Stubbies
- Industry: Workwear
- Founded: 1972; 54 years ago
- Headquarters: Sydney, Australia
- Products: Shoes, apparel
- Owner: Workwear Group
- Website: www.stubbies.com.au

= Stubbies (brand) =

Australian clothing brand

Stubbies is the brand name for fashion shorts in Australia and New Zealand. The shorts were first introduced in Australia in 1972 as short fashion shorts for men. Since then the range has expanded to include a range of workwear for both men and women.

Stubbies has entered Australasian slang vocabulary, referred to in the Australian Macquarie Dictionary as “Short shorts of tough material for informal wear.”

==History==
The brand was established in 1972 by clothing manufacturer Edward Fletcher and Co. More than 750,000 pairs of Stubbies were sold across Australia in that first year.
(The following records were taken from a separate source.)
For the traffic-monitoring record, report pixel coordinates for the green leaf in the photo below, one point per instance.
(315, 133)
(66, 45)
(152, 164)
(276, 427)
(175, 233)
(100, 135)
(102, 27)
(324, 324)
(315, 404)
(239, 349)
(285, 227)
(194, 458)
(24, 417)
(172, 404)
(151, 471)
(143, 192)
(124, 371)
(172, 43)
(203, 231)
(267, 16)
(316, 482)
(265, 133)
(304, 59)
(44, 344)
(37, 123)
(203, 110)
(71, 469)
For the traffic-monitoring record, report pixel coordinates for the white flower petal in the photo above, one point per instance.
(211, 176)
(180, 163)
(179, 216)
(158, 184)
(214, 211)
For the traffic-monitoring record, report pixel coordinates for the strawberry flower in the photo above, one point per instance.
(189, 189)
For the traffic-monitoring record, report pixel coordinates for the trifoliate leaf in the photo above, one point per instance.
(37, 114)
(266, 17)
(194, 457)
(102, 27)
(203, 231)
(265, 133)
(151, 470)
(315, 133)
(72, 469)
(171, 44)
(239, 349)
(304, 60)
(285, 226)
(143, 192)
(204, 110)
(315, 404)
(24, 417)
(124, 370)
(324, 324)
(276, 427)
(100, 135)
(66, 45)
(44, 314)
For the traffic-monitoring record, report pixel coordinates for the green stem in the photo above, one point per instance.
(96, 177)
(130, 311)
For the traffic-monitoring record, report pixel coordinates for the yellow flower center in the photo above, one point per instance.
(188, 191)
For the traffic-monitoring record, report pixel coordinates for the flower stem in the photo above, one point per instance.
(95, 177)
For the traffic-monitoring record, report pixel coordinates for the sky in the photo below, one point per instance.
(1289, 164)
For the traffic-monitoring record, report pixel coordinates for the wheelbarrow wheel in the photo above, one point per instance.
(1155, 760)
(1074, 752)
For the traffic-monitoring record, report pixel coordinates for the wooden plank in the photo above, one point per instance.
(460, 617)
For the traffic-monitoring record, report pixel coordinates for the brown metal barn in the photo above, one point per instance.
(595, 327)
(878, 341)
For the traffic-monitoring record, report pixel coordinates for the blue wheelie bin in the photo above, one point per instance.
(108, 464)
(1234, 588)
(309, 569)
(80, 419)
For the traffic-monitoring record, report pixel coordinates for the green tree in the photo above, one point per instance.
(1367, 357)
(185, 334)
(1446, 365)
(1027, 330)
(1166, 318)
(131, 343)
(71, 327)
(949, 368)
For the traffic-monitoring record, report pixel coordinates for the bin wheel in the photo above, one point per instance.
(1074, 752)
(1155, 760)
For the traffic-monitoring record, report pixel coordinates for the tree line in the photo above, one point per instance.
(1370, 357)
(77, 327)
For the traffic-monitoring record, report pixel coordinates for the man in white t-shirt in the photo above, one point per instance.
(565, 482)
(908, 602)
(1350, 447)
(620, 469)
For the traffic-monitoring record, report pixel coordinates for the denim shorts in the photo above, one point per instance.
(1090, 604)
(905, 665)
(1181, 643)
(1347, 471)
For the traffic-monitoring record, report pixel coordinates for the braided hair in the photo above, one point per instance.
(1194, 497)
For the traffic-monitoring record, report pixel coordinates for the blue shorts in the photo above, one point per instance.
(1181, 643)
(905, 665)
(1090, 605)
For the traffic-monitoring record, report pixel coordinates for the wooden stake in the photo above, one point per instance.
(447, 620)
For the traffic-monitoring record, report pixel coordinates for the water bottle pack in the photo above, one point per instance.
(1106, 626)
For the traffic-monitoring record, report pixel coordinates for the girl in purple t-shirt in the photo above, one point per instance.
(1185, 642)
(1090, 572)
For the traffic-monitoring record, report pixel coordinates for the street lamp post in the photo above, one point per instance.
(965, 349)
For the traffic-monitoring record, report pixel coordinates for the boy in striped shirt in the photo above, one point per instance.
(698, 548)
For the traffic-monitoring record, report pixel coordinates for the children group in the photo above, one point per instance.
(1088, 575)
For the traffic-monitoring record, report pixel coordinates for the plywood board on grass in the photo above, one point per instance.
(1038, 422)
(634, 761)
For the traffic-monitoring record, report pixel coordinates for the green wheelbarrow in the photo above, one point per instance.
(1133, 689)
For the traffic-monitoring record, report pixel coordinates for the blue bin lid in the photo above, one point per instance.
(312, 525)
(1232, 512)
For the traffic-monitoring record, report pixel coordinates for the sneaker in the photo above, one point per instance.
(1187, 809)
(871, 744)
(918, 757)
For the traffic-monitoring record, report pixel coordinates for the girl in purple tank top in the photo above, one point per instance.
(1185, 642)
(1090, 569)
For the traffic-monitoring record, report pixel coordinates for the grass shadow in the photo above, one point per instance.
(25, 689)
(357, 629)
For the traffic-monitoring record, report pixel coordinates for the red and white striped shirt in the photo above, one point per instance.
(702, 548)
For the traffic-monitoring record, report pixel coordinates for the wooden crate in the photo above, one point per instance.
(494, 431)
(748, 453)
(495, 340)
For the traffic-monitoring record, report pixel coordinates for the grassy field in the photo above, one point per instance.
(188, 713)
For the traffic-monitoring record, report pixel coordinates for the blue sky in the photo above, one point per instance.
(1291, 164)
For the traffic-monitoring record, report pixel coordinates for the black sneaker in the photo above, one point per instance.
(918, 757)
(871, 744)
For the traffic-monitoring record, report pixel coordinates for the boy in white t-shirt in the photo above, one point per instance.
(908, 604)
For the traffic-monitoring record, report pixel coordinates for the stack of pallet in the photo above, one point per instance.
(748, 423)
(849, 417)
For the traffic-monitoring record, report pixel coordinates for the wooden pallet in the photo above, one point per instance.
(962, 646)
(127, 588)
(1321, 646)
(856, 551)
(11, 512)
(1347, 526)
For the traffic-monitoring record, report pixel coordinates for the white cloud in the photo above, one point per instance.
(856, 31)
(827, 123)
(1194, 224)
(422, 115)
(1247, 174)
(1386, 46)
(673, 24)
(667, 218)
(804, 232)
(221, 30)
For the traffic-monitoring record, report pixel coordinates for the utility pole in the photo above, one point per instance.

The company later changed its name to Stubbies because of the success of this line. The company was bought out by US-based Sara Lee Corporation in 1990 and moved offshore. Pacific Dunlop (now Pacific Brands) acquired Sara Lee Apparel Australasia in 2001 and brought the company back to Australia.
Stubbies were introduced in the US in 1978 as beach shorts and were a popular brand as worn by skaters and surfers. They were a cost efficient alternative to the OP (Ocean Pacific) brand and gained some popularity.

Since 2014, the brand has been owned by Wesfarmers as a subsidiary of Hard Yakka.